Unless you like core shots, grass riding and crust on dust. There are no secret stashes of snow anywhere and there are not going to be. If your lucky the whole mountain will have not slid off by the time u get here.

There is plenty of open groomed terrain, but its been a shit year, its warm now, warm in the forecast with no snow. U may get a storm but its not going to change the reality.


----------



## linvillegorge (Jul 6, 2009)

juniorlawrence said:


> Who said they were "secret"?! To OP one thing I forgot to mention but this local reminded me of is that the locals seem to be arrogant when it comes to boarding/skiing. Not sure why though since the economy is support by tourists!!! :laugh:
> 
> -The Best Coast


I live in the foothills west of Denver, close enough to work down in the shitfest, but far enough away to forget it exists.

My livelihood has nothing to do with you tourists, so fuck you guys. :cheeky4:


----------



## juniorlawrence (Jan 11, 2012)

linvillegorge said:


> I live in the foothills west of Denver, close enough to work down in the shitfest, but far enough away to forget it exists.
> 
> My livelihood has nothing to do with you tourists, so fuck you guys. :cheeky4:


Maybe not directly; but indirectly we do 

Tourism Pays for Denver
Denver visitors stimulate the local economy and benefit: hotels, meeting facilities, attractions, restaurants, cultural institutions, tour companies, transportation providers, local farmers and countless other businesses.

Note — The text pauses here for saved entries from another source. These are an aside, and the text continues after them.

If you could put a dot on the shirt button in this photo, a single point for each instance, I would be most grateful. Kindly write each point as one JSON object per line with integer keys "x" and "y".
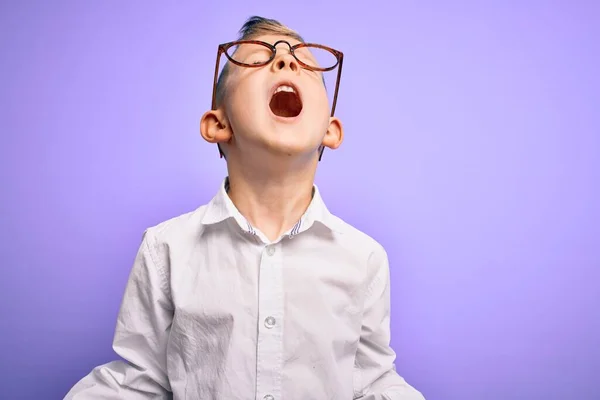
{"x": 270, "y": 322}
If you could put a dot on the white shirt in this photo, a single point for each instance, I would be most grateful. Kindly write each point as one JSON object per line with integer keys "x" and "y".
{"x": 214, "y": 310}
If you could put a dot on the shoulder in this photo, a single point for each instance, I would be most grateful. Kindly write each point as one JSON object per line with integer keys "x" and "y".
{"x": 356, "y": 240}
{"x": 180, "y": 230}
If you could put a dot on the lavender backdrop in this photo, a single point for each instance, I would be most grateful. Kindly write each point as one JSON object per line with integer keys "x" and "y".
{"x": 472, "y": 153}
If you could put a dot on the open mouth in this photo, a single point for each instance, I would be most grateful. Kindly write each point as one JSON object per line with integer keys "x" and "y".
{"x": 286, "y": 101}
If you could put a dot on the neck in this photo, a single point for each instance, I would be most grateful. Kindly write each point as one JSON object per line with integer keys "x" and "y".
{"x": 272, "y": 196}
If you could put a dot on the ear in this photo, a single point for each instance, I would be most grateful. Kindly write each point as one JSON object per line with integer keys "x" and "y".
{"x": 214, "y": 127}
{"x": 335, "y": 134}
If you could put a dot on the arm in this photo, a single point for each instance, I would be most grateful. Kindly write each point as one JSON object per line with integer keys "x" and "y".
{"x": 140, "y": 337}
{"x": 375, "y": 373}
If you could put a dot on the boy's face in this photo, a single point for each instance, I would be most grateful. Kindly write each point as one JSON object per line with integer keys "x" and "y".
{"x": 280, "y": 107}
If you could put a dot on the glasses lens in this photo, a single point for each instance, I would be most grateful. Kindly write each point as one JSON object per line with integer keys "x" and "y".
{"x": 316, "y": 57}
{"x": 250, "y": 53}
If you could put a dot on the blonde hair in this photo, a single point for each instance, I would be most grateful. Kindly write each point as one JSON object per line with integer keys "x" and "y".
{"x": 253, "y": 27}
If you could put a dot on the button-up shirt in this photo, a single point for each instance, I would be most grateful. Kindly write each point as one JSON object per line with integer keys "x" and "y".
{"x": 214, "y": 310}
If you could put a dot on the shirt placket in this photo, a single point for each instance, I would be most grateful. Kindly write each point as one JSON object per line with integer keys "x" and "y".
{"x": 270, "y": 329}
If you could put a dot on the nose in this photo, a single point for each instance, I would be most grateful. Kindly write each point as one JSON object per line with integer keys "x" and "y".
{"x": 285, "y": 60}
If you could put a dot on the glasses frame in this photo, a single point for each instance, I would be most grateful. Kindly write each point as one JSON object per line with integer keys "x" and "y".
{"x": 222, "y": 49}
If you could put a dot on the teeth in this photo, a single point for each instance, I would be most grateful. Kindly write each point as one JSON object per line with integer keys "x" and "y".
{"x": 285, "y": 88}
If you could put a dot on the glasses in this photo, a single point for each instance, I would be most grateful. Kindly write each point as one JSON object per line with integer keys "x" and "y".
{"x": 256, "y": 54}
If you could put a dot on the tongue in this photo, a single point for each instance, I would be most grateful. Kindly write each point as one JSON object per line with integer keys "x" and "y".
{"x": 285, "y": 104}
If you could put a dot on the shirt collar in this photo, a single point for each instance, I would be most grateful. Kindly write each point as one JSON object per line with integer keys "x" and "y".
{"x": 221, "y": 208}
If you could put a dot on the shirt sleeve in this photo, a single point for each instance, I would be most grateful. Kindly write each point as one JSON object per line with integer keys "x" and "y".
{"x": 140, "y": 338}
{"x": 375, "y": 372}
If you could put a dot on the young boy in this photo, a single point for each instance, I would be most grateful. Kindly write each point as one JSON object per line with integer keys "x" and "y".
{"x": 262, "y": 293}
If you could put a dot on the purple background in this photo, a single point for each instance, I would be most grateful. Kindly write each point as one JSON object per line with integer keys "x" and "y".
{"x": 472, "y": 153}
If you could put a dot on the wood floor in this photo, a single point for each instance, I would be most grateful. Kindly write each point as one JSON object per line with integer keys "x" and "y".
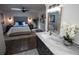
{"x": 20, "y": 45}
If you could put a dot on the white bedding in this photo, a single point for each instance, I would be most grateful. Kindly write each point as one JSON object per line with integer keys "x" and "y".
{"x": 15, "y": 29}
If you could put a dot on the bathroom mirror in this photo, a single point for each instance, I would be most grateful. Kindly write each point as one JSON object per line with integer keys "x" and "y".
{"x": 54, "y": 18}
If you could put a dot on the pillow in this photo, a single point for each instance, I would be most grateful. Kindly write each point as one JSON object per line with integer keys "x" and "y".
{"x": 20, "y": 23}
{"x": 16, "y": 24}
{"x": 24, "y": 23}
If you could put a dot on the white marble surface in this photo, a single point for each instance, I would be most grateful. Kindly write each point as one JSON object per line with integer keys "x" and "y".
{"x": 29, "y": 52}
{"x": 56, "y": 46}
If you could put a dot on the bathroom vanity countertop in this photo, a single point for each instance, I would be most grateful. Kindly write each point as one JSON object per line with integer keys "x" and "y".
{"x": 55, "y": 44}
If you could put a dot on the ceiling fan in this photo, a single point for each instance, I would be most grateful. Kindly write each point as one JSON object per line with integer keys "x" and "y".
{"x": 20, "y": 9}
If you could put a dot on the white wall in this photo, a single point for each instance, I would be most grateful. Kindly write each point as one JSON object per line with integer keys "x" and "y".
{"x": 70, "y": 13}
{"x": 2, "y": 43}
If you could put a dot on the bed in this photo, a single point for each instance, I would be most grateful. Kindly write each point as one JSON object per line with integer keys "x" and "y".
{"x": 19, "y": 29}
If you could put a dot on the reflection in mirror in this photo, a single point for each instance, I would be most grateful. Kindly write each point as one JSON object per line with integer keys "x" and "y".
{"x": 54, "y": 18}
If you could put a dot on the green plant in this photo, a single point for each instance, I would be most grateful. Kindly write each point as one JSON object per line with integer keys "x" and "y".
{"x": 67, "y": 38}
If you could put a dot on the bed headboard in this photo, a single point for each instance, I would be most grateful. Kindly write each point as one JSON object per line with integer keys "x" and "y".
{"x": 20, "y": 19}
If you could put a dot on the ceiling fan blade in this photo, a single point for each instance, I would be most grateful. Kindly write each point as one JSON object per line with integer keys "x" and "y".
{"x": 15, "y": 9}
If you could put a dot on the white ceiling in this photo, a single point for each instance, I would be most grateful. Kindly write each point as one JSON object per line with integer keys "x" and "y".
{"x": 34, "y": 7}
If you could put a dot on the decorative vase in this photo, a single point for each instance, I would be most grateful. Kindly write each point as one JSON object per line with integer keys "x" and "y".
{"x": 67, "y": 43}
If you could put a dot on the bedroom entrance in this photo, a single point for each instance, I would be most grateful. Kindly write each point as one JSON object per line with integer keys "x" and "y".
{"x": 20, "y": 24}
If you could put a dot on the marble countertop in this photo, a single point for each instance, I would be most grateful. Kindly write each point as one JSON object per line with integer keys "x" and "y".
{"x": 56, "y": 45}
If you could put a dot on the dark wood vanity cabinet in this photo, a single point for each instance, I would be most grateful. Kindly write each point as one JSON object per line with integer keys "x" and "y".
{"x": 42, "y": 49}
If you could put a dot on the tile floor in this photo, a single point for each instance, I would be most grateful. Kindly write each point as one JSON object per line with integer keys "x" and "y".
{"x": 30, "y": 52}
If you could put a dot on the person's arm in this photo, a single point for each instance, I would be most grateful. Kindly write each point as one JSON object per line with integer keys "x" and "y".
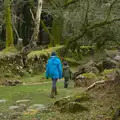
{"x": 60, "y": 70}
{"x": 47, "y": 71}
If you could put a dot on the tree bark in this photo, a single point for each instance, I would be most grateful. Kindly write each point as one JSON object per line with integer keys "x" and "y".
{"x": 8, "y": 24}
{"x": 37, "y": 24}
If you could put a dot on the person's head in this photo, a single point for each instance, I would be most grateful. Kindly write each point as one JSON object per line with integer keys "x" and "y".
{"x": 53, "y": 54}
{"x": 65, "y": 63}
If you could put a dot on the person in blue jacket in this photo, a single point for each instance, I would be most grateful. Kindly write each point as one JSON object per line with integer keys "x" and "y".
{"x": 54, "y": 71}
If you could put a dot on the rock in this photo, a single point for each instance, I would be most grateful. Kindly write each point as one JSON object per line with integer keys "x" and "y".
{"x": 85, "y": 79}
{"x": 62, "y": 101}
{"x": 14, "y": 108}
{"x": 37, "y": 108}
{"x": 23, "y": 101}
{"x": 3, "y": 101}
{"x": 74, "y": 107}
{"x": 11, "y": 82}
{"x": 82, "y": 97}
{"x": 106, "y": 64}
{"x": 15, "y": 116}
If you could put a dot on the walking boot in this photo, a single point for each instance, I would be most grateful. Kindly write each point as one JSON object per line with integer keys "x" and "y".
{"x": 52, "y": 93}
{"x": 56, "y": 93}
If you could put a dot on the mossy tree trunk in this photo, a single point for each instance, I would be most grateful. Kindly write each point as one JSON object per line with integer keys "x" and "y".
{"x": 37, "y": 23}
{"x": 57, "y": 27}
{"x": 8, "y": 23}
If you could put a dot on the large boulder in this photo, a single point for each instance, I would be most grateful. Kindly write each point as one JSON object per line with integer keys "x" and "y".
{"x": 74, "y": 107}
{"x": 89, "y": 67}
{"x": 85, "y": 79}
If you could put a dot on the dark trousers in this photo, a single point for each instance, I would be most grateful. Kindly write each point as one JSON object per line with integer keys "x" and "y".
{"x": 66, "y": 80}
{"x": 54, "y": 81}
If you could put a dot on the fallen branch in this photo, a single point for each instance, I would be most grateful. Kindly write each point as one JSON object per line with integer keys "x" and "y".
{"x": 98, "y": 83}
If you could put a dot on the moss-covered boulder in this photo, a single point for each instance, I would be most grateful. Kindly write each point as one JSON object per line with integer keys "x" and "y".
{"x": 82, "y": 97}
{"x": 109, "y": 74}
{"x": 85, "y": 79}
{"x": 74, "y": 107}
{"x": 62, "y": 101}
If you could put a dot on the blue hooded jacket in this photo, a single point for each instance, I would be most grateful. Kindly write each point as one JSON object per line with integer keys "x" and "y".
{"x": 54, "y": 68}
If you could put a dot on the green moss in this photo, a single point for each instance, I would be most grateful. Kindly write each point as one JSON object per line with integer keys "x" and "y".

Denver had a record 12.7 million total overnight visitors in 2010, up 5% over 12.1 million in 2009.
Denver visitors generated a total of $3 billion in spending in 2010, up from $2.8 billion in 2009.
Tourism supports nearly 50,000 jobs in Denver.
Tourism saves every Denver household $395 a year in taxes; this is the amount of tax dollars every household would have to pay if not for the more than $750 million in taxes paid annually by visitors.
Lodging expenditures in 2010 accounted for $921 million in visitor spending, while visitors spent an additional $668 million in Denver's food and beverage establishments.
Visitor expenditures on Denver transportation including gas and car rentals totaled $664 million in 2010, and purchases at retail stores totaled approximately $456 million.
Vacationers and business visitors spent $285 million last year at Denver's paid attractions and on other recreational and sightseeing activities.
The "value" of people who visit Denver and stay in commercial accommodations isn't limited to just the amount they spend on accommodations. As the Bureau has observed for many years, these people also spend much more on other things than people staying with friends and relatives or in non-commercial accommodations.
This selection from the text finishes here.